La société d’édition avait soudainement refusé la publication de ces annonces dans le numéro d’été, pour des motifs il est vrai fluctuants[9], puis aucune autre annonce n’était parue dans les numéros suivants de la revue.

 

La Cour précise, dans cette décision, que la loi du 29 juillet 1881, qui pose notamment le principe de la liberté de la presse et celui de la responsabilité pénale du directeur de la publication, ne fait pas obstacle à l’application des dispositions du Code de commerce relatives à la rupture brutale de relations commerciales établies.

 

En d’autres termes, le pouvoir du directeur d’une publication, qu’il tient de la loi précitée de 1881, de refuser l’insertion d’annonces publicitaires, même sans motif, se trouve nettement diminué par le nécessaire respect d’un délai de préavis qu’impose la réglementation protectrice des relations commerciales établies.

 

 

Philippe DEFAUX

Avocat

 

[1] Cass. com., 6 février 2007, n° 04-13.178, publié au bulletin.

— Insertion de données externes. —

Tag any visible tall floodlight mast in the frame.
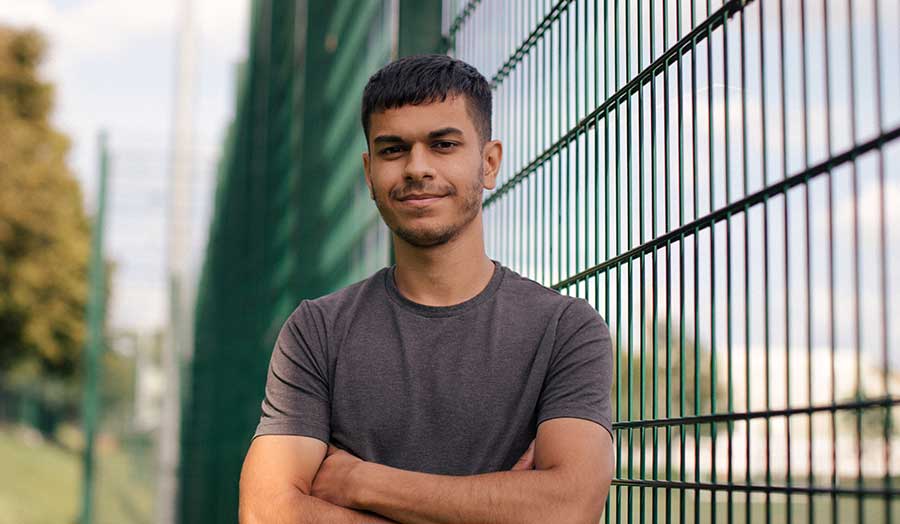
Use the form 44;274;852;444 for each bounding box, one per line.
157;0;196;522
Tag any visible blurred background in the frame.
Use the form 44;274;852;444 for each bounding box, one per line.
0;0;247;522
0;0;897;523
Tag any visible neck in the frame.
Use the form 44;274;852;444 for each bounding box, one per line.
391;214;495;307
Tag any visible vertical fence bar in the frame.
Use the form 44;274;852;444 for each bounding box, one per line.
799;1;813;522
873;0;892;520
777;2;791;522
80;130;110;524
821;0;838;521
847;0;864;520
723;7;734;524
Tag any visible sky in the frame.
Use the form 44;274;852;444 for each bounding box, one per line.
0;0;251;332
465;0;899;365
0;0;896;357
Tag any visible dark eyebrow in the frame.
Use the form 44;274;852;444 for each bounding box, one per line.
372;127;464;146
373;135;405;145
427;127;464;139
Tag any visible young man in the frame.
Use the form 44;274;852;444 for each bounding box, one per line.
239;54;614;524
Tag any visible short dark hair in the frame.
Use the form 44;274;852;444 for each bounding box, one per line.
361;54;492;145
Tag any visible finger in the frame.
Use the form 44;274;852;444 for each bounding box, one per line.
513;443;534;470
511;440;535;470
511;455;533;470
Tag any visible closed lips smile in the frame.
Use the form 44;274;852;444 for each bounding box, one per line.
398;194;446;206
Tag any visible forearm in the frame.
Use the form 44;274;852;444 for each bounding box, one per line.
351;463;597;524
240;488;400;524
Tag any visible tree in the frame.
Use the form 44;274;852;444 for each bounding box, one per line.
0;26;91;379
611;320;725;430
839;390;898;439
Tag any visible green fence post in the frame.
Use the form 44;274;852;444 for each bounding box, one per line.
80;130;109;524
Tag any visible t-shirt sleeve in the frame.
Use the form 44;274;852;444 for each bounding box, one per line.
536;298;614;440
253;301;331;444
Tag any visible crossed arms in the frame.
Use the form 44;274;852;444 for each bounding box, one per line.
239;417;614;524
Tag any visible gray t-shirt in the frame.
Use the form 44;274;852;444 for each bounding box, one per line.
254;260;613;476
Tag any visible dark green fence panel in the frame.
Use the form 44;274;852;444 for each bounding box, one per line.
446;0;899;522
187;0;899;522
181;1;441;522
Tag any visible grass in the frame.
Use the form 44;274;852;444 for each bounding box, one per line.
0;425;154;524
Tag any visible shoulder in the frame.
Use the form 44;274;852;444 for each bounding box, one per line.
498;264;606;325
283;267;389;335
496;266;610;354
498;265;569;308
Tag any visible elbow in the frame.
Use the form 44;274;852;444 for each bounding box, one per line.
238;480;255;524
238;490;296;524
239;475;300;524
568;468;614;524
588;462;615;520
539;499;601;524
238;501;261;524
563;493;608;524
569;493;607;524
239;483;312;524
238;486;268;524
238;469;265;524
532;470;610;524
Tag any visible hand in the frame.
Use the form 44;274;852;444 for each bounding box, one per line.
511;439;535;470
310;444;364;508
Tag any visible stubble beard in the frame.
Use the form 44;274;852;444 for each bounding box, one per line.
373;168;485;248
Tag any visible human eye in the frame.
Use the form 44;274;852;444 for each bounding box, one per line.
432;141;458;151
379;145;405;156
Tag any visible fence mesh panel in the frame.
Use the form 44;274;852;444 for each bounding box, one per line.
446;0;899;521
186;0;899;522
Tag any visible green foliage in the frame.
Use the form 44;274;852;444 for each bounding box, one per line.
0;26;90;378
839;391;899;439
99;346;136;432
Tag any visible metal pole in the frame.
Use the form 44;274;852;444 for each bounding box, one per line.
80;130;110;524
157;0;196;521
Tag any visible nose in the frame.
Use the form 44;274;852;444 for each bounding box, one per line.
403;142;436;182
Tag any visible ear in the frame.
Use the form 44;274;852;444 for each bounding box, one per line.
481;140;502;191
362;151;374;199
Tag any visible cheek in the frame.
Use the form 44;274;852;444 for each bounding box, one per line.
368;174;391;197
370;165;402;192
443;159;482;189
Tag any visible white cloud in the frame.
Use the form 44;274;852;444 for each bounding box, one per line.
0;0;248;193
196;0;249;60
0;0;250;333
0;0;175;75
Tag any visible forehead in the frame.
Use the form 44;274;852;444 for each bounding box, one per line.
368;95;478;141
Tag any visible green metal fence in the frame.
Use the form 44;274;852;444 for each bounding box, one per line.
446;0;900;522
181;1;442;522
187;0;899;522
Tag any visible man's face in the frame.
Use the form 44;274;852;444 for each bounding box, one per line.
362;95;501;248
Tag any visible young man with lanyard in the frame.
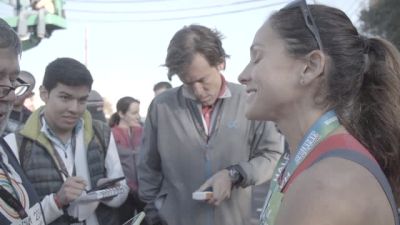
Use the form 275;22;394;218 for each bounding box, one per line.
5;57;129;225
0;18;46;225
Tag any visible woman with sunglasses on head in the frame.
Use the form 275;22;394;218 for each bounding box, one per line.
238;1;400;225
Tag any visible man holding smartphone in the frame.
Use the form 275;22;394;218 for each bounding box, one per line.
5;57;129;225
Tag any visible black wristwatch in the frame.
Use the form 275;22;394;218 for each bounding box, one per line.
226;165;243;186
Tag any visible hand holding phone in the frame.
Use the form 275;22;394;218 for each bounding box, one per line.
88;176;125;193
192;191;213;200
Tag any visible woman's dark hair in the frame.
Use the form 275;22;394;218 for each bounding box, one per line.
270;4;400;204
109;96;140;127
165;24;229;80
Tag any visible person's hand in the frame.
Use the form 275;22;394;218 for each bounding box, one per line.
196;169;232;206
54;176;87;208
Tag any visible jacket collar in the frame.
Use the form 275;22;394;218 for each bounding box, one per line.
182;75;232;102
20;106;95;149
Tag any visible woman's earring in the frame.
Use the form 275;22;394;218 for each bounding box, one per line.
300;65;308;85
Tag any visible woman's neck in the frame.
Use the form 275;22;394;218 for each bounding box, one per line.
277;109;326;156
118;122;130;129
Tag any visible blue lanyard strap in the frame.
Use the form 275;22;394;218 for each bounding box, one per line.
279;110;340;189
260;110;340;225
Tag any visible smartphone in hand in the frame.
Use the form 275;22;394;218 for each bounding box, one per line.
192;191;213;200
88;176;125;193
192;186;213;200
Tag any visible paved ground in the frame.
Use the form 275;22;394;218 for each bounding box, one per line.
251;181;270;225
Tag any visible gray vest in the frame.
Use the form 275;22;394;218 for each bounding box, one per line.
16;120;119;225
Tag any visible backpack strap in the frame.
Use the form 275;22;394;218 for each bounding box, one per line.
14;133;31;170
91;119;110;154
283;134;375;192
283;134;399;225
314;149;399;225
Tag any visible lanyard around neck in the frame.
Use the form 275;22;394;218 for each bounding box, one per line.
278;110;340;190
0;153;28;219
55;134;77;179
260;111;340;225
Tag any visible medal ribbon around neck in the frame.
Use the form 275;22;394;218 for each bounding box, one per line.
260;110;340;225
279;110;340;189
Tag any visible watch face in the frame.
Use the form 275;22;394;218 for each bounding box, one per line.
229;168;239;182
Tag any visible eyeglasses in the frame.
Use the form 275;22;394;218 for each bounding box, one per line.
0;78;31;98
282;0;323;50
0;84;30;98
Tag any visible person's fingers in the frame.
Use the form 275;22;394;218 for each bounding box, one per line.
214;188;231;206
65;177;87;190
66;182;85;190
70;176;88;185
57;176;88;205
196;178;212;192
210;178;233;206
212;191;223;206
206;197;217;205
67;186;85;196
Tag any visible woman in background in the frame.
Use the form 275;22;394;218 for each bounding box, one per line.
238;1;400;225
109;96;146;224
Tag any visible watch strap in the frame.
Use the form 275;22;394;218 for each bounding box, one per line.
226;165;244;186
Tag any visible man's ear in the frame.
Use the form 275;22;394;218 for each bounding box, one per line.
300;50;325;86
217;59;226;71
39;85;49;103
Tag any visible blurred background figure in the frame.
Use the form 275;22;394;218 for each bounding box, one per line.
17;0;56;40
3;70;35;136
86;89;107;123
109;96;146;224
153;81;172;96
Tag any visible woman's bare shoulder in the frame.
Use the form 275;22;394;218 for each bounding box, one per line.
275;157;395;225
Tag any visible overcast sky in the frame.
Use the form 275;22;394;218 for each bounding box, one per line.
0;0;368;116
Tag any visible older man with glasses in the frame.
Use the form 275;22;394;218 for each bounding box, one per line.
0;18;46;225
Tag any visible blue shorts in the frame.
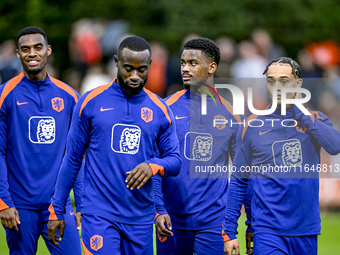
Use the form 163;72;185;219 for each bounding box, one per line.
253;233;317;255
81;214;153;255
4;203;81;255
156;227;224;255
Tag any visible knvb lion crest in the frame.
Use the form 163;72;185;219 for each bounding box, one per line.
296;121;307;133
29;116;56;144
192;135;213;161
90;235;103;251
158;233;167;242
141;107;153;123
37;119;55;143
51;97;64;112
282;140;303;166
214;115;226;130
119;127;141;154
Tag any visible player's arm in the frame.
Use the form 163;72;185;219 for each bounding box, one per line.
223;128;251;255
294;105;340;154
0;99;20;232
146;106;181;177
244;179;254;255
153;174;173;236
48;97;90;246
125;106;181;190
73;157;85;230
229;115;254;254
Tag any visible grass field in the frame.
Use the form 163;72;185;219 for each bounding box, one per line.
1;211;340;254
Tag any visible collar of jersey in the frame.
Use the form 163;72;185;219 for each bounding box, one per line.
21;72;51;86
112;80;145;98
272;104;294;117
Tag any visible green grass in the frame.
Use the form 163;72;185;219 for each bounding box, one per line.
1;211;340;254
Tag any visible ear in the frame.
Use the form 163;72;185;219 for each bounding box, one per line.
149;58;152;66
47;45;52;57
295;78;303;88
208;62;217;75
16;49;20;59
114;55;118;67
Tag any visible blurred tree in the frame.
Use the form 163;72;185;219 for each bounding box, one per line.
1;0;340;74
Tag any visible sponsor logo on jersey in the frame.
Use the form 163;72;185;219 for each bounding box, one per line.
29;116;55;144
100;107;114;112
259;129;272;135
175;115;188;120
112;124;141;154
17;101;28;106
272;139;303;167
184;132;213;161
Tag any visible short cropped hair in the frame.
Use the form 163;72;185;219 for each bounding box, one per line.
183;38;221;66
118;36;151;54
17;26;48;46
263;57;302;78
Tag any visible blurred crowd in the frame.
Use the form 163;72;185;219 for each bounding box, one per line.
1;19;340;127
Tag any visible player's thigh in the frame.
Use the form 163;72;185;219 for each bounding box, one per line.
42;204;82;255
81;214;122;254
288;235;317;255
121;223;153;255
193;227;224;255
253;233;288;255
156;228;195;255
4;208;41;255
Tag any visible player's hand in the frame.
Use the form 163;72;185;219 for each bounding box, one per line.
224;239;240;255
125;162;153;190
155;214;173;237
47;219;65;247
76;212;82;231
246;232;254;255
0;207;20;232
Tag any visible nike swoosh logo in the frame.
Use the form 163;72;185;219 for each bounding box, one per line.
70;211;75;216
17;101;28;105
259;129;272;135
100;107;114;112
175;115;188;120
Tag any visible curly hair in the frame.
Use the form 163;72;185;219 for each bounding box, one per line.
183;38;221;65
263;57;302;78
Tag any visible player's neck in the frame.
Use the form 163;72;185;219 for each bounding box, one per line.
24;70;48;81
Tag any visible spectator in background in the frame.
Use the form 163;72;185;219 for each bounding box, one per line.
69;19;104;76
231;40;267;79
61;68;82;94
146;42;168;97
214;36;236;78
297;49;323;109
0;40;22;83
79;64;112;95
231;40;268;115
251;28;286;61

[2] Cass. com., 23 avril 2003, n° 01-11664 : Bull. civ., IV, n°57.

[3] CA Lyon, 3ème ch., 10 avril 2003, Sté PN Gerolymatos SA c/ Sté Aventis Pasteur MSD SNC : JCP E 2004, n° 7, p. 254 ; CA Paris, 25ème ch. A, 11 juillet 2005.

[4] CA Paris, 1er décembre 2004 : Lettre distrib., juin 2005.

[5] Cass. com., 17 mars 2004, n° 02-14751, inédit.

[6] CA Paris, 25e ch., sect. B, 28 oct. 2005, SA Constantin c/ SA Galeries Lafayette : Juris-Data n° 2005-284109.

[7] CA Nïmes, 2e ch., sect. B., 15 sept. 2005, SARL d’exploitation chouett bureau c/ SA Spicer France : Juris-Data n° 2005-295034.

[8] Cass. Com., 23 janvier 2007, n° 04-16779 et 04-17951, publié au bulletin.

[9] En tout état de cause, on rappellera que ce n’est pas la cause de la rupture qui est ainsi sanctionnée par les dispositions précitées, mais bien son caractère brutal.